Just days before his Supreme Court trial was due to begin, Dale Stone, 50, pleaded guilty to the December 2017 murder of Wayne Binse, 37.
The victim was the half-brother of crime figure Christopher “Badness” Binse, who infamously taunted police by sending them postcards while on the run, and shot at officers during a 44-hour siege.
Wayne Binse’s mother Annette told 9News outside court that she remembered her son as very loving” and “very hardworking.
It’s very hard to lose a son at 37-years-old under these horrendous circumstances Ms Binse said.
It was callous … it’s something I can’t get over.
The court was told Stone had an ongoing dispute with his neighbours because any vehicle parked outside their house impacted his ability to use his driveway.
Before the killing, Stone held his hand like a firearm and pretended to shoot, intimidating Mr Binse’s partner, prosecutor Robyn Harper said.
On the day of the murder, Mr Binse and his partner arrived home to find the windows of their home broken.
Stone fired a round from his 12-gauge shotgun, which had been fitted with a silencer, and hit Mr Binse in the groin from a range of eight to 12 metres.
He walked closer to Mr Binse, laughing and shot his victim to the head from close range, asking: “Do you think you’re smart now?”
Stone then called triple zero twice, the second time claiming another person had “driven by” and shot Mr Binse.

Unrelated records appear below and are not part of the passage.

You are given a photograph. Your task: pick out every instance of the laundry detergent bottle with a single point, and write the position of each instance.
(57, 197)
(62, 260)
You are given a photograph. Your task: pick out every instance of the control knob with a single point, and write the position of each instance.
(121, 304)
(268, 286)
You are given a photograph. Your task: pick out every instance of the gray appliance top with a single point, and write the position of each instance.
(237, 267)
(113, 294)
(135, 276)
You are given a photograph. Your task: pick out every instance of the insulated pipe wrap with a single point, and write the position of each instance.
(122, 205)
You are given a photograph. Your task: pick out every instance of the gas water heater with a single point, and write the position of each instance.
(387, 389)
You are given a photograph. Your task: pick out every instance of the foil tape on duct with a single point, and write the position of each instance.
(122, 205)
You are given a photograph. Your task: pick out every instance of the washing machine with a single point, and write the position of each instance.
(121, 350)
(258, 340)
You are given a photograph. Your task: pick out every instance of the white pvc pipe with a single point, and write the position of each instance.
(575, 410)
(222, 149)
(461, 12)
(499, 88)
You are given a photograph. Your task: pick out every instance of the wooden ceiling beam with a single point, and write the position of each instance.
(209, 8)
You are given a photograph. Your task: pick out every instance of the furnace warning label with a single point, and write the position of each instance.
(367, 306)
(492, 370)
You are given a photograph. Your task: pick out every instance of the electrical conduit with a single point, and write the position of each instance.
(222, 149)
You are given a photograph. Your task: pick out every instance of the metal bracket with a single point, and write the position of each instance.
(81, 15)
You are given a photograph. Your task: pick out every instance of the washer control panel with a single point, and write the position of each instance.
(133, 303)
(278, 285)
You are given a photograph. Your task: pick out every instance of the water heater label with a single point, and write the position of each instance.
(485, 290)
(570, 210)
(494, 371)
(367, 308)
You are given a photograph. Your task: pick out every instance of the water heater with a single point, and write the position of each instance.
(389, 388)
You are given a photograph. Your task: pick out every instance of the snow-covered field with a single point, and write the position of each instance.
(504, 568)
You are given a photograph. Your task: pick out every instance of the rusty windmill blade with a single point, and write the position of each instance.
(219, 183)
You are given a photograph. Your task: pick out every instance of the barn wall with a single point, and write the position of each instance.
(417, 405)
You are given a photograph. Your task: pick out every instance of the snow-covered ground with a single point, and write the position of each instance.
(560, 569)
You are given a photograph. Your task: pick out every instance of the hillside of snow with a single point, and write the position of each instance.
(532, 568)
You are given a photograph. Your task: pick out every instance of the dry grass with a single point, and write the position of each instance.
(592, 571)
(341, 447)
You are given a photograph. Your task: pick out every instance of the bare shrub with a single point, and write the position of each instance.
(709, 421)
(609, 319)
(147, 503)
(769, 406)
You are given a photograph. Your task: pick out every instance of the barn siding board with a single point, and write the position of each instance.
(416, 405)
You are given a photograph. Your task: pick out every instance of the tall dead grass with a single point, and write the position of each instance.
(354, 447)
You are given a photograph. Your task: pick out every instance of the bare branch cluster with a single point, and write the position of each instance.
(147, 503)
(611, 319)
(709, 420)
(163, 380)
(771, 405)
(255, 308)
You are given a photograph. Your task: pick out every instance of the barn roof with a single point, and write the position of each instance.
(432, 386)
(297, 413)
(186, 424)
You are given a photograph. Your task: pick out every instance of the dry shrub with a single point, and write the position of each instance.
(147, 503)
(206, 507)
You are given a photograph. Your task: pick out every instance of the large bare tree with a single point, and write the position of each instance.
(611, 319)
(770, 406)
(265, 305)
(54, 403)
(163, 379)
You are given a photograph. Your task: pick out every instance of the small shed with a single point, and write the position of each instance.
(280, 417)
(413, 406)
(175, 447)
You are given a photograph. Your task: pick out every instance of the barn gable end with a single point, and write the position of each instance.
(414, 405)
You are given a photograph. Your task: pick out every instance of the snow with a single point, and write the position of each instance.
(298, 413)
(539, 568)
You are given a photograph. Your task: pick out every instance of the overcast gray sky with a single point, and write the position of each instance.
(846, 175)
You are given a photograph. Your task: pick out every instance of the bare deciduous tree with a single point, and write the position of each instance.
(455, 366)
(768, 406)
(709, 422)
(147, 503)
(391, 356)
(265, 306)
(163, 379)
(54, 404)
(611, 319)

Stone later told police he had only discharged his firearm because two men had entered his front yard.
He didn’t want to refer to the offence as a murder, but preferred “termination of an individual”.
Ms Harper said Stone smashed his victim’s windows to give credibility to his claim that the incident had been a drive-by shooting.
Mr Binse’s other brother Barry read a statement to the court today, saying it was “extremely difficult” watching their mother come to terms with the loss.
My baby brother is gone he said.
We all wish he was here. This will reflect on us forever.
Stone’s lawyer Richard Edney disputed the idea the killing was an “ambushed, premeditated murder”.
He said Stone had increased his use of alcohol and cannabis and had become paranoid, experiencing florid psychotic phenomena”.
Before the killing, Stone had been assaulted by Mr Binse, Mr Edney said.
Ms Harper agreed there had been an assault, but disputed its severity, and argued the killing was planned, premeditated, unprovoked”.
He lay in wait, shut the gates and broke the windows of the property she said.
Justice Paul Coghlan said he needed to calculate the influence of Stone’s mental illness on the crime.